We found that spectators tended to have richer social cohesion and networks with friends compared to non-spectators, which weakened the relationship between watching sports and depressive symptoms when added into the regression models. Furthermore, they exerted a significant mediating effect. These results suggest that social cohesion and networks may be one of the pathways by which watching sports reduces the risk of depressive symptoms. Reports have shown that older adults with rich social cohesion, evaluated using the same components employed herein (i.e., general trust, norms of reciprocity, and attachment to the neighborhood) had a lower risk of depression32. Thus, a fertile social networks with friends undoubtedly prevents depressive symptoms among older individuals33,34. The association between social cohesion and networks and depressive symptoms identified in Model 3 of the present study (see Supplementary Table 1) is consistent with those described in earlier studies. The promotion of health by connecting with the community and society through involvement in sports, in various manners apart from just playing, would definitely coincide with the concept of The Second Sport Basic Plan6 and Healthy Stadia7,8.
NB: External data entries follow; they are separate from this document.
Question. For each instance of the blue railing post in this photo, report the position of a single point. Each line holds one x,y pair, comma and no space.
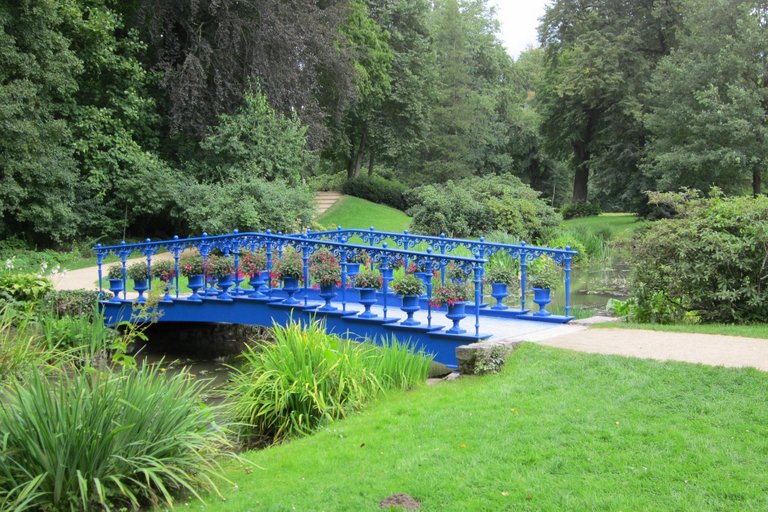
176,255
523,264
99,261
567,268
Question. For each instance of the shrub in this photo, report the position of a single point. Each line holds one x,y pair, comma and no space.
307,377
23,287
377,189
473,206
408,284
580,209
544,273
93,441
710,261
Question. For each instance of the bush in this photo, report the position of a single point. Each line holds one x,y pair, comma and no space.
474,206
377,189
307,376
709,262
580,209
93,441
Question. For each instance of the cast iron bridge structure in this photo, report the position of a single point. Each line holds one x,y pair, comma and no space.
260,301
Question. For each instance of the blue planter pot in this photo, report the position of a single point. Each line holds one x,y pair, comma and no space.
499,292
290,287
225,282
327,293
194,284
410,306
140,285
367,299
116,287
426,278
456,314
258,282
541,296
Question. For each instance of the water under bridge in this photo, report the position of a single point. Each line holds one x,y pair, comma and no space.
257,299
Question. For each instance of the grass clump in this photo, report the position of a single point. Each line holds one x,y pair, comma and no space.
306,377
96,440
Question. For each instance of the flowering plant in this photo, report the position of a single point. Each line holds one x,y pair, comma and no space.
450,294
165,270
138,271
253,262
324,268
220,266
369,279
408,285
115,271
291,265
544,273
360,256
191,265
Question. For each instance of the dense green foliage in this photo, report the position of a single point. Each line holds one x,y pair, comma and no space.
103,440
707,264
474,206
378,190
556,430
307,377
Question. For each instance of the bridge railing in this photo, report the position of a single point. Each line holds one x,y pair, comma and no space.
306,244
479,249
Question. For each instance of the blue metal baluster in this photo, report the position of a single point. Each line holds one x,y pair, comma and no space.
176,270
305,258
523,265
567,261
442,261
99,261
478,268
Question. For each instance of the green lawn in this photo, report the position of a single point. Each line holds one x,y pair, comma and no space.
749,331
353,212
557,430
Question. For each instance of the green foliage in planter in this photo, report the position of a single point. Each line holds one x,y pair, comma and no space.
369,279
291,265
710,261
115,271
307,377
543,272
107,440
378,190
138,271
408,284
220,266
324,268
191,265
23,287
253,262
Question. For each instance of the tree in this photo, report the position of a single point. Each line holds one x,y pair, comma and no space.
709,101
600,54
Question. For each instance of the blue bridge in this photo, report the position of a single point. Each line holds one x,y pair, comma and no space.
245,294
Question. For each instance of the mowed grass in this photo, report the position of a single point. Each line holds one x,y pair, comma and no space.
355,213
749,331
557,430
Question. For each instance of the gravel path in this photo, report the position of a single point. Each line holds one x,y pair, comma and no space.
710,349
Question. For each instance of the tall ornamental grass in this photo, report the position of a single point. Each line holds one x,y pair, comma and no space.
290,387
94,441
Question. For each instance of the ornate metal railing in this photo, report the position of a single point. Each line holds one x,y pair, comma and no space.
443,245
306,244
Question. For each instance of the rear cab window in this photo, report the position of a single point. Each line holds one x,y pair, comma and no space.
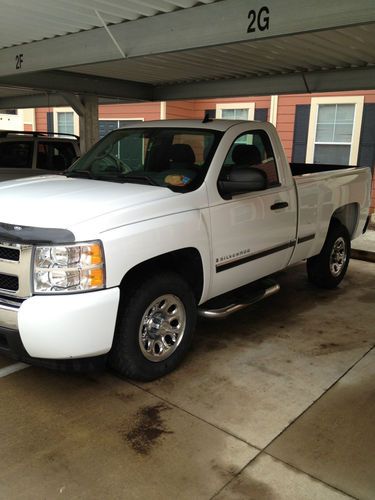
55,155
252,149
16,154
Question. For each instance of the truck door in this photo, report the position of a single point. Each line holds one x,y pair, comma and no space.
253,233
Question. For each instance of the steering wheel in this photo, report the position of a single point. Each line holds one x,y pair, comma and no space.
121,166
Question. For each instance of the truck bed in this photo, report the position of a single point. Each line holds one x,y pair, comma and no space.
313,168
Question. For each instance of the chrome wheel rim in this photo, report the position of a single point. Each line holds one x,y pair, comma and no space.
338,257
162,328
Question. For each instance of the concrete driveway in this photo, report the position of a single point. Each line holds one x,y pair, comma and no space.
276,402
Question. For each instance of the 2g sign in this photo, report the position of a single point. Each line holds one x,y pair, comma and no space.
19,61
259,20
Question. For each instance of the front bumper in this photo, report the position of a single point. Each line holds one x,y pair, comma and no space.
60,327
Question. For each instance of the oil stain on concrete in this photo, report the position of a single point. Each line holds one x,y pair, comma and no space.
147,429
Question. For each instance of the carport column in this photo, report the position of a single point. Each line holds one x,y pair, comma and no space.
88,122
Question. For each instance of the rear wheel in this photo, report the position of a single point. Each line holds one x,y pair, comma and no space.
327,269
155,328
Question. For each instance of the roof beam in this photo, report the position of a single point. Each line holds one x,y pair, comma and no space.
227,21
295,83
32,101
64,81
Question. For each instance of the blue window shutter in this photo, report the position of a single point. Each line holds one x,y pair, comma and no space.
50,121
301,130
261,114
366,153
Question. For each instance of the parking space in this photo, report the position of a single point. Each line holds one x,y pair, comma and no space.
274,402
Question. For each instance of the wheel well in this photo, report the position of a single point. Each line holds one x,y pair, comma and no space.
186,262
347,216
The strength of the present study was that it investigated the relationship between watching sports and depressive symptoms among older adults using a large, nationwide, and population-based sample not limited to specific types of sports, teams, or regions. However, some limitations of this study warrant discussion. First, given that reverse causality could occur due to the cross-sectional design, further longitudinal studies are required to address this limitation. Second, we could not consider the how long participants were familiar with watching sports or the time spent per session for each mode given the spatial constraints of the questionnaire, although information on frequency had been collected. Third, watching sports is a common and popular activity even in younger age groups; however, whether the results observed in this study can be generalized to those age groups is unclear. Future studies should collect information from various age groups on familiarity with watching sports or the time spent per session for each mode to determine the optimal frequency that would yield the greatest benefit.

Conclusion

The current study found that older adults who watched sports on-site several times a year to a month have lower risk of depressive symptoms compared to those who did not. Our results also suggested that the more frequently they watched sports via TV or the Internet, the greater the association observed. These relationships are likely to be obtained regardless of whether they regularly played sports and exercised. Watching sports may directly and indirectly, via social cohesion and networking with friends, lower risk of depressive symptoms. Distributing sports game tickets or discount coupons to older adults or enhancing sports TV and Internet programs might be an effective population-based strategy for preventing depression. In addition, in a situation where our “doing/playing” sports activities is severely restricted owing to the COVID-19 pandemic, watching sports (particularly via TV and the Internet) may become more useful for preventing depression in the near future.